A sneaky way to deploy stateful apps on Kubernetes
Hello, I’m Sanskar and I work in the engineering team at Fyle. We use AWS managed kubernetes to deploy our applications - which are primarily stateless workloads, i.e do not require persistent disk storage, BUT, recently I had to deploy a stateful application in our cluster, and this is the tale of how I ended up learning a bit more about kubernetes, against my will.

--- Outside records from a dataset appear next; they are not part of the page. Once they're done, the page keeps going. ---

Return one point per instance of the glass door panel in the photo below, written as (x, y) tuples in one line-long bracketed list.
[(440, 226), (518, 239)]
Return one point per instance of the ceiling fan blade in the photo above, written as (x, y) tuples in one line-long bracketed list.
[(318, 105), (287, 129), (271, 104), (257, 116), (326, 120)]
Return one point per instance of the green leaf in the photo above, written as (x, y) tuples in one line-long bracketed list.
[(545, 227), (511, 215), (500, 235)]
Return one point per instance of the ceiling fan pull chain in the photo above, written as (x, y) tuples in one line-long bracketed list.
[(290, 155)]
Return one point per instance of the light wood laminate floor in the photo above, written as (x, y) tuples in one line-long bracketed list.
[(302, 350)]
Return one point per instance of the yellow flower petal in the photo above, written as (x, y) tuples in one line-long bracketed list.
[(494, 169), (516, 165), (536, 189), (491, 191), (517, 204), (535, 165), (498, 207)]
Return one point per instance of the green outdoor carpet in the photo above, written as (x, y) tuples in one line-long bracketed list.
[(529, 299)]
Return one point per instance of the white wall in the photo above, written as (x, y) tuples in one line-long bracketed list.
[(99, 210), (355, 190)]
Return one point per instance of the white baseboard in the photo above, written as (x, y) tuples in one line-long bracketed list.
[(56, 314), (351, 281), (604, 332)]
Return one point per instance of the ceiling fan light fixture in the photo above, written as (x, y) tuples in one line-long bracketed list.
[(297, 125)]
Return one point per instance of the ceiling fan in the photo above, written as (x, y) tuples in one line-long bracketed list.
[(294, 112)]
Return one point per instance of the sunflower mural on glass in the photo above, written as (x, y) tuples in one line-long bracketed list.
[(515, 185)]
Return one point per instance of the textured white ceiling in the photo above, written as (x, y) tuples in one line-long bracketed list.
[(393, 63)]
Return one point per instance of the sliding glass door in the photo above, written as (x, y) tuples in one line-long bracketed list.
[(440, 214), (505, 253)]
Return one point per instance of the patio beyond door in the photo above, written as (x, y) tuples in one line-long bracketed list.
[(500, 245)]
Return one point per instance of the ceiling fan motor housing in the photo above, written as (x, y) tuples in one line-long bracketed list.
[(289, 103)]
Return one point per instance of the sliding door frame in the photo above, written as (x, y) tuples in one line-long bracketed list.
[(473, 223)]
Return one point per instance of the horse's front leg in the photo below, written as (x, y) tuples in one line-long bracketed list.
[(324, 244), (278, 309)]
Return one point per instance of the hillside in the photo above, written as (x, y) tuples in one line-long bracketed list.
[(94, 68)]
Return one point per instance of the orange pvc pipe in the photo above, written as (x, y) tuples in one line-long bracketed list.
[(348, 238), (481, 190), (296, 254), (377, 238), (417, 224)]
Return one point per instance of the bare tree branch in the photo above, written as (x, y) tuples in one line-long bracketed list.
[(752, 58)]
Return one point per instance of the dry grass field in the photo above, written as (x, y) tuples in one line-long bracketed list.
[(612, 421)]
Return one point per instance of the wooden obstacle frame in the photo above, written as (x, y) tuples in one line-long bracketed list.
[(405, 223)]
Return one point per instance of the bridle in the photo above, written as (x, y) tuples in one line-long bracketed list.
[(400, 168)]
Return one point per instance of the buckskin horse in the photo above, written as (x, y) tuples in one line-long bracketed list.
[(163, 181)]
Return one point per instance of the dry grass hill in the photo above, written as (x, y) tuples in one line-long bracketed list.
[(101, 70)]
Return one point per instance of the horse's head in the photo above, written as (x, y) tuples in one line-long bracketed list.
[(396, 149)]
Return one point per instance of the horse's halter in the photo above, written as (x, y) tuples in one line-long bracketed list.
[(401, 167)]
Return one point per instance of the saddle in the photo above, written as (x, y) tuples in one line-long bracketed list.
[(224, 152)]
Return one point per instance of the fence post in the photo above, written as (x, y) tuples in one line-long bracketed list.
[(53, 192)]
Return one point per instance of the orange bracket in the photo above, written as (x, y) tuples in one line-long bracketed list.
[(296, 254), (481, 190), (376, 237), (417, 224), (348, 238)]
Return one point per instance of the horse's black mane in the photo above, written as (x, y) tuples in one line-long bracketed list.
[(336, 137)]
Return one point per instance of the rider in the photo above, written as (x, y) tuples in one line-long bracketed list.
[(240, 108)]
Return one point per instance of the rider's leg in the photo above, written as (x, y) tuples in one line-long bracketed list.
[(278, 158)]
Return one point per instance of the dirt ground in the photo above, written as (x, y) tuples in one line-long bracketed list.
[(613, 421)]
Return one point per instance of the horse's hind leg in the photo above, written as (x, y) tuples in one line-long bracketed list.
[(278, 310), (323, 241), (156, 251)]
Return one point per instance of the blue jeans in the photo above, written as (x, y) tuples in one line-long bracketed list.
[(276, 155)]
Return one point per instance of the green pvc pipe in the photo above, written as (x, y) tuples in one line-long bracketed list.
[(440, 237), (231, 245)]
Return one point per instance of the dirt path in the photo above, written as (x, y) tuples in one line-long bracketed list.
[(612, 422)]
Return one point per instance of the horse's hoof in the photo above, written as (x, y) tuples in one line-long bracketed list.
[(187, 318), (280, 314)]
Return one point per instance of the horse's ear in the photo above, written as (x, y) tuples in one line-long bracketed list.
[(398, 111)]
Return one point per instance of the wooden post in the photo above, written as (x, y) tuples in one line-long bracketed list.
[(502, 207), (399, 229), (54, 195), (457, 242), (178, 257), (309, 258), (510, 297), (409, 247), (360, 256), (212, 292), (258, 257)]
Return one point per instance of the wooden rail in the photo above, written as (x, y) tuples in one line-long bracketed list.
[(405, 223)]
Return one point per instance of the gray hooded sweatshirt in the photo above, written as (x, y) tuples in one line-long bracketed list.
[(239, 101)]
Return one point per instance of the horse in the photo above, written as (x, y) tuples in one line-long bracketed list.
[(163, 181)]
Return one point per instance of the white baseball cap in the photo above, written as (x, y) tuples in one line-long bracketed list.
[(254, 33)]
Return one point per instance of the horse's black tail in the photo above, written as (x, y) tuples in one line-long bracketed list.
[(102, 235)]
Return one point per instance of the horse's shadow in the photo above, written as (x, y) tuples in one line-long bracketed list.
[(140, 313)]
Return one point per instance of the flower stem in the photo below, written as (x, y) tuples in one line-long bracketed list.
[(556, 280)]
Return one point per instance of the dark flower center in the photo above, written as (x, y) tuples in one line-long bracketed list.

If you use kubernetes or are aware of its basic concepts like deployments and pods - this may be a good read for you. More so, if you use a managed kubernetes service provider like AWS EKS.
Building some context
Kubernetes deployments have ephemeral storage by default, which will be wiped if the pod using it terminates or crashes. That’s why it’s relatively simpler to deploy stateless applications - like nginx or any python server, any golang queue worker. That’s what God intended when They created kubernetes. But we live in an evolving world and human greed is unbound. So, eventually kubernetes API evolved to support deployment of stateful workloads - like databases and message brokers.
At Fyle, we’ve a couple of stateful applications which we deploy in our kubernetes cluster, and I’ll talk about the hiccups we had while trying to sneak them in with our largely stateless workloads.
For the sake of this blog, I’ll go ahead with an example stateful application which simply creates a single file to a directory in its file system.
The boring bit : Provisioning storage for deployments
Alright, if you want to provision permanent disk storage for an application, kubernetes provides two resources called Persistent Volume
(PV) and Persistent Volume Claim
(PVC). PV is the actual piece of disk storage provisioned to a cluster and PVC is a “claim” to reserve a part of that disk storage.
Let’s get hands on with it and deploy a simple stateful application to a cluster.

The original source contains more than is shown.